Il numero medio di ore in posizione prona era di sole 6 ore in un periodo di 72 ore. Sebbene il tentativo degli autori di indagare su questo sia lodevole, il risultato del loro studio non può insegnarci molto, perché l’intervento effettivo era di portata limitata. Inoltre – e questo vale per tutto questo tipo di ricerca – gioca un ruolo importante in particolare la varianza interpopolazione delle caratteristiche misurate e non misurate. Di conseguenza, gli esiti sono difficili da valutare, come abbiamo dimostrato di recente in un’analisi completa della sindrome da distress respiratorio acuto e in studi del mondo reale in generale nella popolazione dei reparti di terapia intensiva.5,6
conclusione
Se consigliamo il posizionamento prono senza ulteriore selezione in pazienti covid-19 che respirano spontaneamente che hanno un problema di ossigenazione, allora un intervento a livello di gruppo non aiuterà, come vediamo nello studio discusso. Pertanto, la sfida per il clinico è identificare il singolo paziente che viene stimolato in posizione prona, eliminando così eventuali difetti, e in cui l’ossigeno è già migliorato in posizione prona. In questo caso, sono fatti su misura: c’è davvero un miglioramento nell’ossigenazione di questo paziente, persiste e questo paziente dura facilmente per un periodo di tempo sufficiente?

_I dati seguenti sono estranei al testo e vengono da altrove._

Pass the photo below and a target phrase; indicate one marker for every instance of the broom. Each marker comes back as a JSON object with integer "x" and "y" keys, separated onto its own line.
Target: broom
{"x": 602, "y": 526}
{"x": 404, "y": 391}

Il miglioramento dell’ossigenazione appare generalmente molto rapidamente, da pochi minuti a poche ore. Se il paziente non riesce a tollerare la posizione prona, diventa irrequieto o mostra miglioramenti nella posizione prona e nella respirazione spontanea, dovrebbe esserci spazio sufficiente, quando indicato, per seguire il “corso normale” con intubazione e ventilazione meccanica. Possiamo usare questa modalità fino a quando non saranno disponibili studi migliori.